A Origem dos Andróginos: Uma Lenda da Criação
A Natureza dos Andróginos
No início, a raça humana era diferente do que conhecemos hoje. Não existiam apenas dois sexos, mas sim três: homem, mulher e a união perfeita dos dois. Esses seres, conhecidos como Andróginos, possuíam um nome que refletia sua natureza e que hoje perdeu seu significado. Eram criaturas primordiais, com um formato circular; suas costas e lados formavam um círculo. Além disso, possuíam quatro mãos, quatro pés e uma cabeça com duas faces idênticas, cada uma voltada para direções opostas, repousando sobre um pescoço redondo. Essas criaturas podiam andar eretas, como os humanos, mas também podiam rolar sobre seus quatro braços e pernas, cobrindo grandes distâncias com a velocidade de um raio de luz. Sua forma redonda era um reflexo de seus progenitores: o homem era filho do Sol, a mulher da Terra, e a união deles gerou um filho da Lua.
A Ambição e o Desafio aos Deuses
Dotados de força extraordinária e poder imenso, os Andróginos tornaram-se ambiciosos e ousaram desafiar os deuses. Eles tentaram escalar o Olimpo, a morada dos imortais. Diante do conselho celeste, os deuses debateram o que fazer com essas criaturas insolentes. Aniquilá-las seria uma opção, mas como ficariam sem os sacrifícios, as homenagens e a adoração que recebiam? Por outro lado, tal desrespeito não poderia ser tolerado. Assim, o Grande Zeus rugiu: “Deixem que vivam. Tenho um plano para torná-los mais humildes e diminuir seu orgulho. Vou cortá-los ao meio e fazê-los andar sobre duas pernas. Isso não apenas reduzirá sua força, mas também aumentará seu número, o que será benéfico para nós.” E, mal havia terminado suas palavras, começou a partir as criaturas ao meio, como se fossem maçãs. Enquanto as cortava, Apolo girava suas cabeças, forçando-as a contemplar eternamente a parte amputada — uma lição de humildade. Apolo também curou suas feridas, moldou seus troncos e juntou a pele que sobrava no centro, assegurando que se lembrassem de quem foram um dia.
A Consequência da Divisão
Após a divisão, as criaturas começaram a morrer. Morriam de fome e desespero, abraçando-se e permanecendo em sua dor. Quando uma das partes sucumbiu, a outra vagava à deriva, buscando incessantemente sua metade perdida.

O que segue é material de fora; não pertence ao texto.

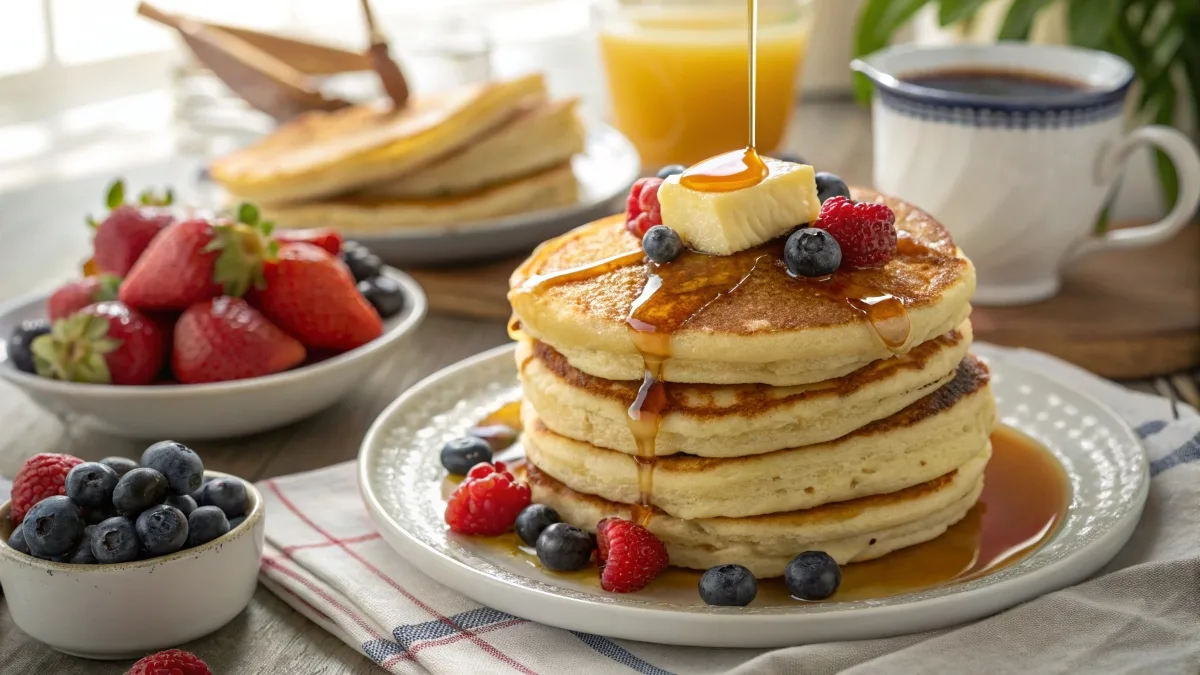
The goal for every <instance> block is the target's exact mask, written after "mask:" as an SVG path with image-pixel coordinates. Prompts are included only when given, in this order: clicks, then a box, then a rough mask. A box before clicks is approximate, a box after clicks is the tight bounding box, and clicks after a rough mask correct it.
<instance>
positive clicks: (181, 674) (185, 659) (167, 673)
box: [125, 650, 212, 675]
mask: <svg viewBox="0 0 1200 675" xmlns="http://www.w3.org/2000/svg"><path fill="white" fill-rule="evenodd" d="M125 675H212V671H211V670H209V665H208V664H206V663H204V661H202V659H200V657H198V656H196V655H194V653H192V652H186V651H182V650H167V651H161V652H158V653H152V655H150V656H146V657H143V658H142V659H140V661H138V662H137V663H134V664H133V668H130V670H128V673H126V674H125Z"/></svg>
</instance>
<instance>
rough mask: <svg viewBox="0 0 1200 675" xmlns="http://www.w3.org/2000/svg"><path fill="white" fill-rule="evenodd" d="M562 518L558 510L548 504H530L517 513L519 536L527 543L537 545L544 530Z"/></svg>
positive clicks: (518, 530) (532, 545)
mask: <svg viewBox="0 0 1200 675" xmlns="http://www.w3.org/2000/svg"><path fill="white" fill-rule="evenodd" d="M562 520H563V519H562V518H559V516H558V512H557V510H554V509H552V508H550V507H548V506H546V504H529V506H527V507H524V508H523V509H521V513H520V514H517V536H518V537H521V540H522V542H524V543H526V544H528V545H530V546H536V545H538V537H541V533H542V531H544V530H546V528H547V527H550V526H551V525H553V524H556V522H562Z"/></svg>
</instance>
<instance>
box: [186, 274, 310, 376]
mask: <svg viewBox="0 0 1200 675" xmlns="http://www.w3.org/2000/svg"><path fill="white" fill-rule="evenodd" d="M304 359H305V348H304V345H301V344H300V342H299V341H298V340H296V339H295V337H293V336H290V335H288V334H287V333H284V331H282V330H280V329H278V328H276V327H275V324H274V323H271V322H270V321H268V319H266V317H264V316H263V315H262V313H259V311H258V310H256V309H254V307H252V306H250V304H248V303H246V300H242V299H241V298H230V297H228V295H222V297H220V298H215V299H212V300H205V301H203V303H197V304H194V305H192V306H191V307H187V311H185V312H184V315H182V316H180V317H179V322H178V323H176V324H175V342H174V353H173V354H172V368H173V370H174V372H175V377H176V378H179V381H180V382H182V383H185V384H196V383H200V382H226V381H229V380H244V378H247V377H259V376H262V375H271V374H274V372H281V371H284V370H288V369H289V368H293V366H295V365H299V364H300V363H302V362H304Z"/></svg>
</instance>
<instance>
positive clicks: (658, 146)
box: [600, 0, 809, 166]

Diante do sofrimento das criaturas, Zeus sentiu compaixão e teve uma nova ideia: virou suas partes reprodutivas para a frente. Antes, eles copulavam com a terra; agora, passariam a se reproduzir em um abraço entre um homem e uma mulher. Assim, a raça não morreria e poderiam continuar com a vida. Com o tempo, esqueceriam o ocorrido e apenas sentiriam seu desejo — um desejo que nunca seria plenamente satisfeito no ato de amar. Mesmo no momento de união, a alma saberia, mesmo sem poder explicar, que o anseio jamais seria completamente preenchido. Portanto, a saudade da união perfeita renasceria assim que os últimos suspiros do amor se apagassem.
A Busca pela Plenitude
Essa é a nossa história: a narrativa de como um dia fomos um todo, inteiros e plenos, tão poderosos que rivalizávamos com os deuses. É também a história de como, ao sermos partidos ao meio, tornamo-nos dois e aprendemos a sentir saudades. Por fim, essa é a razão da nossa busca incessante pelo abraço que nos permitirá, ainda que por breves momentos, reviver a emoção da plenitude que há muito tempo perdemos.
Não é à toa que aqui e ali, entre os chineses e os hindus, por exemplo, tenham florescido rituais, técnicas e filosofias, cujo objetivo era transformar a energia que nascia deste abraço em energia espiritual e fazer do sexo o caminho para o divino. Algo que, de fato, pudesse preencher o vazio de que somos feitos. Alguma coisa forte o bastante, para nos alçar de novo até o alto da montanha dos deuses.